No one could ever tell Sweet Jodi Wilcox how to behave. Never mind what got said, she would do whatever came to mind with apparently little concern for the consequences. She had more scars than a professional fighter, fewer inhibitions than a performance artist—and was smart too, so smart they advanced her a grade when she was only eight. She'd have been pushed ahead another if her parents hadn't expressed their reservations, but they did and so, without Jodi ever knowing, her parents managed to slow her onward momentum just a little. 

She was also a big girl. Pick a dimension—length, width, depth, height—she owned it. By age eleven all her clothes were coming from the far end of the rack. When she got to university, things became more interesting than ever. Not only did she excel in her studies, she also discovered what appeared to be the function of the common house party—at least for her—which was to try to get legless. And did she ever try. It was awe-inspiring and more than a little terrifying to behold. Nothing was safe. 

One such occasion—an early summer party held in a town some ridiculous number of kilometers from campus—was where she met a wooly-haired boy named Scott—she never knew his name, until after—but he was the one who became the catalyst for what befell her. 

There was a certain back porch, and on that back porch was where the beer and punch were kept. It was a lovely June evening. The stars were out—that is, they were mostly out. The light pollution from over and beyond smeared a chunk out of the night sky—blotted it clean. 

“That’s it,” said Scott, pointing in the direction of the light. 

Sweet Jodi Wilcox, who barely noticed Scott’s presence next to her at the punch bowl until that moment said, “Huh?” 

“School,” said Scott. He almost drooled the word he was so far the other side of speaking straight. 

“By ‘school’ I take it you mean the venerable institution also known as ‘the university,’ would that be correct?” 

Scott looked up at Sweet Jodi Wilcox and said, “Damn! You’re not even hardly drunk!” 

“Oh,” said Jodi Wilcox, “I am drunk. It’s just that I happen to be not quite drunk enough.” 

“That so?” 

“Not yet,” and she body-checked him and he toppled sideways, knocking over a collection of empties. “And yes, it is so,” added Sweet Jodi Wilcox, and she laughed enchantingly. 

When he’d once more managed something like a vertical attitude, Scott asked, “You got a name?” 
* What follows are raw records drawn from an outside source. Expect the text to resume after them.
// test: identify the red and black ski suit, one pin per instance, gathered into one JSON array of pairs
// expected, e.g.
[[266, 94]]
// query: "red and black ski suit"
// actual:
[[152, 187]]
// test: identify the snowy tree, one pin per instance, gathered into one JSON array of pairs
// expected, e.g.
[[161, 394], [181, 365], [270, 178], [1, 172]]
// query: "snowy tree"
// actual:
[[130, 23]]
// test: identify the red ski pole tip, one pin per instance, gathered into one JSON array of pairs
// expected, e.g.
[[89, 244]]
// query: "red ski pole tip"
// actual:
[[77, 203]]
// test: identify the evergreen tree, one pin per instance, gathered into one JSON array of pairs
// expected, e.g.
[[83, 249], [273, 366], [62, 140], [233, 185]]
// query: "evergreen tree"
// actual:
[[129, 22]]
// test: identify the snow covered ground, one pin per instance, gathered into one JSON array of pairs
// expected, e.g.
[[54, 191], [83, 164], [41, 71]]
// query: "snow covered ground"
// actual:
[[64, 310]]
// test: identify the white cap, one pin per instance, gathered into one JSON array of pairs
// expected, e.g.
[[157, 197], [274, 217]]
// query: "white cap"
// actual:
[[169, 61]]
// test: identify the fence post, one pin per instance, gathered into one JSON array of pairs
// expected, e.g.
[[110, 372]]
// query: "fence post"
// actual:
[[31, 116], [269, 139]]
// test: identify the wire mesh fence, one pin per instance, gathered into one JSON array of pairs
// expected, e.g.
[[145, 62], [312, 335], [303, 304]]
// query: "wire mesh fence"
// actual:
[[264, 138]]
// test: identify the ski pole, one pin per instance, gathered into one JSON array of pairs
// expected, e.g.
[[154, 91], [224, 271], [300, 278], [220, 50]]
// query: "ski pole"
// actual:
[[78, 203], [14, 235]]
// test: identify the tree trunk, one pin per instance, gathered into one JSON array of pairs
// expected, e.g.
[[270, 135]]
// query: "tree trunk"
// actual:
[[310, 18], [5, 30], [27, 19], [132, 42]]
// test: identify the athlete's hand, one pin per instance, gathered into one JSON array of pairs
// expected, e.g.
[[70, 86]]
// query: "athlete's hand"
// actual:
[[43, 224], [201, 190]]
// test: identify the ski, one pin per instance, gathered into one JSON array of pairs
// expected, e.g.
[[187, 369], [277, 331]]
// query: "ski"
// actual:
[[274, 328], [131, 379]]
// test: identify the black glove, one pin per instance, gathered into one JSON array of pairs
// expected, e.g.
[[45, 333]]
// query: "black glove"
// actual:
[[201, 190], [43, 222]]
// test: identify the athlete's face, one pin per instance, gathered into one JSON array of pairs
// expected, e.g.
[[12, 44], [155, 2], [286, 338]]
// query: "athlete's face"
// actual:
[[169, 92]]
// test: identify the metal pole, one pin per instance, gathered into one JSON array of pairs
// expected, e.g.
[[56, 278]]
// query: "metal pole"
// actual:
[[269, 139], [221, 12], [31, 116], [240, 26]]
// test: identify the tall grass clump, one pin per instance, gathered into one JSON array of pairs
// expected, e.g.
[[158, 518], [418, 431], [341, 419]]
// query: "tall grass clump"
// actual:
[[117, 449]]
“That,” said Sweet Jodi Wilcox, “is a perfectly stupid way of asking the question.” 

“I asked for your name.” 

“You did not. You asked if I have a name, which I understand to be a round about way of approximating the question you want answered, likely something along the lines of ‘What is your name?’ But what you asked,” and here she mimicked him, “‘You got a name?’ is best answered by saying, ‘Why, yes, little boy. It so happens I do.’”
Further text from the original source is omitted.